Too many connections to DB, how to optimize

I have frequent 500 errors due to exceeding number of connections to my DB.

This results in errors like this in /logs:

Job exception: FATAL: remaining connection slots are reserved for non-replication superuser connections

My config:

UNICORN_WORKERS: 12
UNICORN_SIDEKIQS: 2
DISCOURSE_DB_POOL: 90

My DB under load performs like this:

How can I optimize this? Please keep in mind the default config of PSQL has max connections limit set to 100.

I have plenty of RAM and CPUs for both web_data container and data container (which is hosted on a second server).

Update: I have a lot of open connections to DB from sidekiq, a lot more than it should (I have just 2 sidekiqs with 5 threads each).

1 Like

Did you change sidekiq threads manually? I believe the default is 25, and you have 2 process, so 50 connections, only with sidekiq.
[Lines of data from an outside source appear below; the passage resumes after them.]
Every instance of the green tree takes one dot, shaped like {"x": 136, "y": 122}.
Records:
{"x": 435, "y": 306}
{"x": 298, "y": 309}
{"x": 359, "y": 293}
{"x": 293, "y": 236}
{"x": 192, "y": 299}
At high loads I strongly recommend running pgbouncer, how is your db configured?

1 Like

I would have to check, but /sidekiq reports only 5 threads per sidekiq:

Each web runs multiple threads as well, the numbers add up real quick

1 Like

I have a data container running on a second server.

I have changed the data.yml to expose db and redis ports and to give some extra memory:

db_shared_buffers: "8GB"
db_work_mem: "100MB"

I have 25 connections from unicorn workers and over 70 from sidekiqs.

Restarting the web_only container doesn’t solve the problem, it seems like sidekiq connection persist.
Restarting the data container solvers the problem for another couple of days.
It seems like there are some issues with sidekiq connections.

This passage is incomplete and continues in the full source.